こんな日は無償に死にたくなる。何故なら……。
"ねえ、今日はストロベリームーンっていうんだって。"
"へえ~、綺麗だな。まあ、お前の方がずっと綺麗だけど!"
俺の斜め右後ろに浮かんでいる見ず知らずのカップル。男はバイク事故だろうか?左半身がずる剥けになっているそいつは青白い顔の女を……。
いや、どうでもいい。所謂、普通の人には視えないモノ達が生きている俺よりも存分にイチャコラしてやがる。いつもと違う月が浮かんでいるときはそんな文字通り浮かれたやつらの姿を山ほど見る。
……俺も死にたい。思うだけでなく投身、入水、リスカに首吊り、と実際に死ねる為に色々と試した。
それでも俺はまだ生きている。生かされている……。
幸か不幸か。

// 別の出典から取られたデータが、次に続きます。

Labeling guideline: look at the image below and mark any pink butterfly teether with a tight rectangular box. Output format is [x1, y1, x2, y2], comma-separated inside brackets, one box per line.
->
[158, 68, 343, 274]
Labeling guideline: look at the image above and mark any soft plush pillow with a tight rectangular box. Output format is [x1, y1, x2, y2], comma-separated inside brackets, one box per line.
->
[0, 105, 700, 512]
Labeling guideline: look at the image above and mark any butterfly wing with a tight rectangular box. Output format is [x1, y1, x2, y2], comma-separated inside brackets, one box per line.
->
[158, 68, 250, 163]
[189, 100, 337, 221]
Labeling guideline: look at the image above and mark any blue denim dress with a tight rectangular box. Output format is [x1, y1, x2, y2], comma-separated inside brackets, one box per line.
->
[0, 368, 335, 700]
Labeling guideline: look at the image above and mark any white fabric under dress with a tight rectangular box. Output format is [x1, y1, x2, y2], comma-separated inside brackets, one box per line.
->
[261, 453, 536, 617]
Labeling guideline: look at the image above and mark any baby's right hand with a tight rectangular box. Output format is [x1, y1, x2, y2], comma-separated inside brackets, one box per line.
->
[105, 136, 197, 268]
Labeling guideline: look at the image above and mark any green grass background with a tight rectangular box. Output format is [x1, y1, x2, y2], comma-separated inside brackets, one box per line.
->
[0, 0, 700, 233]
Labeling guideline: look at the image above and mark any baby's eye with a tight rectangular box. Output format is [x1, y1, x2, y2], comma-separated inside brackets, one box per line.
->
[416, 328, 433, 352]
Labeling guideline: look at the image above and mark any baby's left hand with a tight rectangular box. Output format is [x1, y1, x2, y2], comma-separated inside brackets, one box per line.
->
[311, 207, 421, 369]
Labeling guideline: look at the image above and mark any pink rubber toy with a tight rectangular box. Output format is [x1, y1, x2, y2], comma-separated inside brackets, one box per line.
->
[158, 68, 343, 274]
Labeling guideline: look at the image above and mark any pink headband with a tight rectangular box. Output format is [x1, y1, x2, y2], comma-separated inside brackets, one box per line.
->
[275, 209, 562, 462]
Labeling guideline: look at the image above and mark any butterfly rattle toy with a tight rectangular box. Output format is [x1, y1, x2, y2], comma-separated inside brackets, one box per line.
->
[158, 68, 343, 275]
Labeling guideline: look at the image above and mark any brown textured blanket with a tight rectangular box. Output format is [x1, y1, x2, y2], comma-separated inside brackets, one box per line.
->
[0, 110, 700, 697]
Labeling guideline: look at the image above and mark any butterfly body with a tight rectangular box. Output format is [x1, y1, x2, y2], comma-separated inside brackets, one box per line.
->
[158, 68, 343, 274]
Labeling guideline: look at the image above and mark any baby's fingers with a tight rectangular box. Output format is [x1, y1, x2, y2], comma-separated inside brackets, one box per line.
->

俺は死ぬことが出来ない、いや、死なせてもらえないのだ。
……きっとこの世に死にたい奴なんて俺だけではない。
生きている者には劣等感を抱いている者、イジメを始め体罰・パワハラ・モラハラ・ブラック企業の社畜など様々な問題が溢れた世界で、生きる為に死に物狂いになり、生きながら死んだ目をしながらこの世に抗っているというのに、死んだやつらの方がよっぽど毎日気楽に楽しそうで生き生きしているのだから死にたくもなる……。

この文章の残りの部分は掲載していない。